On Wednesday, the comedian attended a United Nations press conference in Vienna where he advocated bringing an end to the arrest and punishment of drug users.
The 38-year-old, who is a reformed drug addict, told the audience he feels that "nobody at all is helped by drugs being made illegal, unless of course there is a conspiracy to marginalise, condemn and persecute disenfranchised members of our global community."
"My personal experience is, I was using drugs because I was in a great deal of spiritual, emotional and physical pain," said Russell. "What I needed was a solution to those problems and what was provided to me to reach that solution was a context of compassion and tolerance.
"What bigger context is there than the planet as a whole? If we can create a planetary context where drug addicts are treated as people with a health issue - not a judicial, criminal issue - that would create the perfect context for us to advance."
Despite the serious subject matter, comedian Russell remained jovial.
"Well that's just silly," he tweeted, alongside a photo announcing he was giving a UN press conference.
He later posted a link to an story about his stance on drugs, writing: "An article that tells us why we need to change drug laws. (And a photo that tells us I need to change hairdressers)."
Russell's appearance in the Austrian capital comes two weeks after he cancelled a sold-out show to be by his mother's side following her diagnosis with breast cancer.

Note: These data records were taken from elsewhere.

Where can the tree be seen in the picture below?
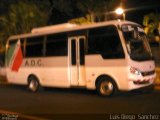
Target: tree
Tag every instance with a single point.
(21, 18)
(97, 9)
(152, 24)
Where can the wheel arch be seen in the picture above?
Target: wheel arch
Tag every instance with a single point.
(109, 77)
(33, 75)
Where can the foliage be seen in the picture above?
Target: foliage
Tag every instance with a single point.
(21, 18)
(151, 22)
(81, 20)
(97, 9)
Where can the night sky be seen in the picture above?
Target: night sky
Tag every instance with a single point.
(136, 9)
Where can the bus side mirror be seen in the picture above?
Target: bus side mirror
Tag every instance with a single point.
(156, 32)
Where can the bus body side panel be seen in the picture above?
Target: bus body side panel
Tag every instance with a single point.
(115, 68)
(50, 71)
(147, 76)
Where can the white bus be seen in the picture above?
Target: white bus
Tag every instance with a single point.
(106, 56)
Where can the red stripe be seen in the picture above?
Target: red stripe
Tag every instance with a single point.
(17, 61)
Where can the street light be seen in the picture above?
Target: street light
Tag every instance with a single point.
(120, 11)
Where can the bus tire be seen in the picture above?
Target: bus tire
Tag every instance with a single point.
(33, 84)
(106, 86)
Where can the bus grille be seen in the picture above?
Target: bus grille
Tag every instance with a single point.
(148, 73)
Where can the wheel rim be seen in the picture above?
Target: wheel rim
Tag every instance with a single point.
(106, 88)
(33, 85)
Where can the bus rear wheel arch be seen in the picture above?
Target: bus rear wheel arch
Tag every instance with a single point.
(105, 86)
(33, 83)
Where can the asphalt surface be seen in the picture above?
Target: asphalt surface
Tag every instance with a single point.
(50, 103)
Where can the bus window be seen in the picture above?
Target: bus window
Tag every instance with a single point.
(34, 47)
(105, 41)
(56, 45)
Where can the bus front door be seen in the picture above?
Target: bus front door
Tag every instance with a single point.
(77, 60)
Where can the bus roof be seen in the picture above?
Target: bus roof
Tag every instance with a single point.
(66, 27)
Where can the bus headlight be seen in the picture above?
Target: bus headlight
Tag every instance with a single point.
(135, 71)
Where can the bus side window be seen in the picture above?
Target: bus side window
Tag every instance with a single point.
(105, 41)
(34, 46)
(56, 45)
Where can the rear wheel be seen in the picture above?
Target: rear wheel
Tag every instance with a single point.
(106, 86)
(33, 84)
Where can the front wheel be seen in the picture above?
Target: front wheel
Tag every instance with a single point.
(33, 84)
(106, 86)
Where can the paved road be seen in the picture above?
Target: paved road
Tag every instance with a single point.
(74, 102)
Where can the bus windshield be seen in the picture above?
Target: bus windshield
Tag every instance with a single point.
(136, 42)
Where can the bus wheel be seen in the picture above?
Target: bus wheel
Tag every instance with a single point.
(106, 86)
(33, 84)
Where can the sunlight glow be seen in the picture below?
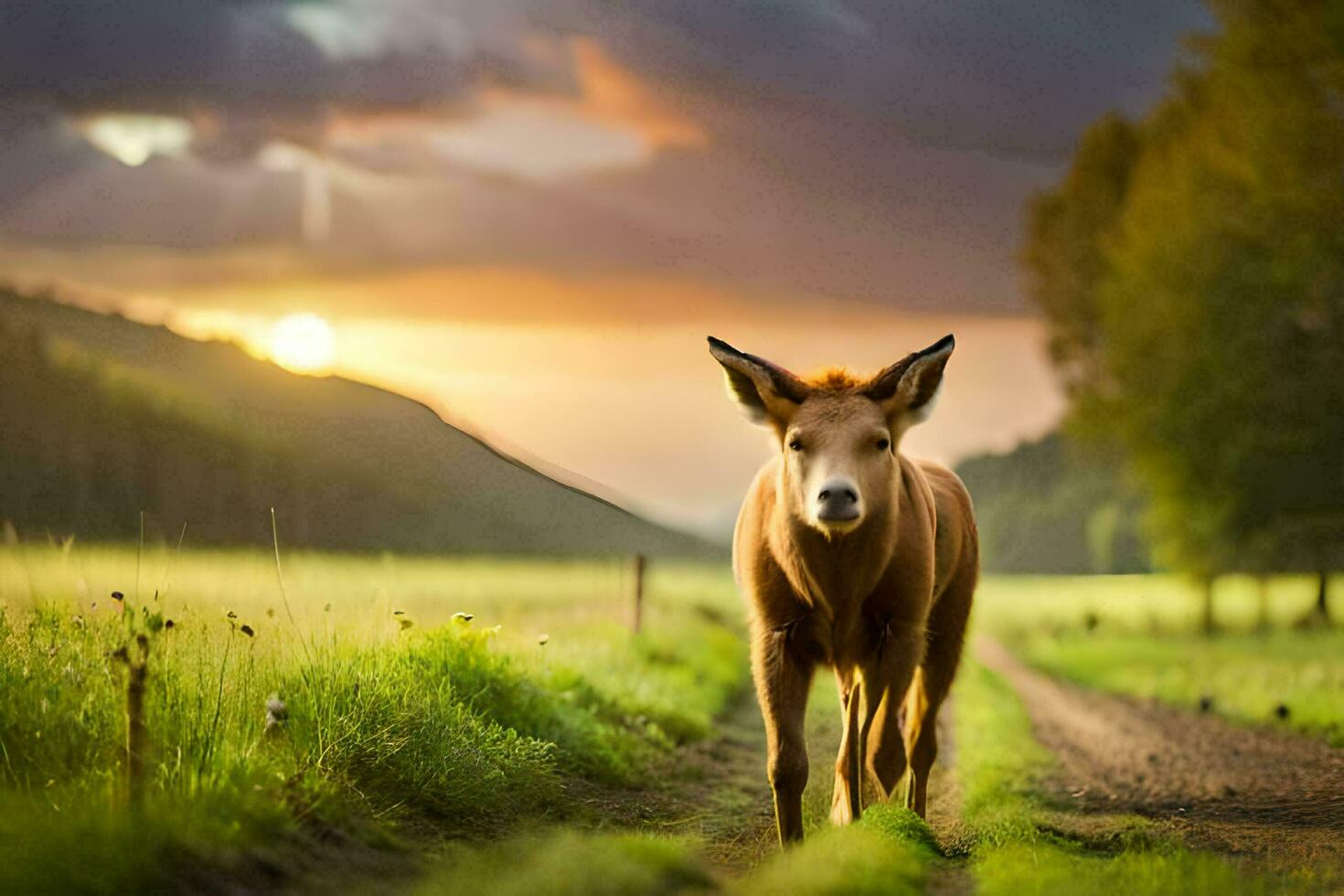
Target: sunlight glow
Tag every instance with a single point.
(303, 344)
(133, 140)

Russell Brand cancels show after mum Barbara is diagnosed with breast cancer for second time
The Essex-born star had been scheduled to perform at the Warwick Arts Centre on 6 March and the Derby Assembly Rooms on 7 March, but made the decision to postpone the events in order to be with his family.
At the time Russell took to Twitter to apologise to fans, explaining, "My mum ain't well".
He later expanded on the reason during his YouTube show The Trews.
"My mother has currently got breast cancer," he said in his video blog, while speaking of his dismay that the NHS is "being destroyed" by cuts.
Barbara, who has a very strong bond with her son, successfully battled uterus cancer when Russell was eight years old, and breast cancer a year later.
Russell often pays tribute to her for her bravery and love, in no small part because his parents split when he was just six months old and she raised him as a single parent.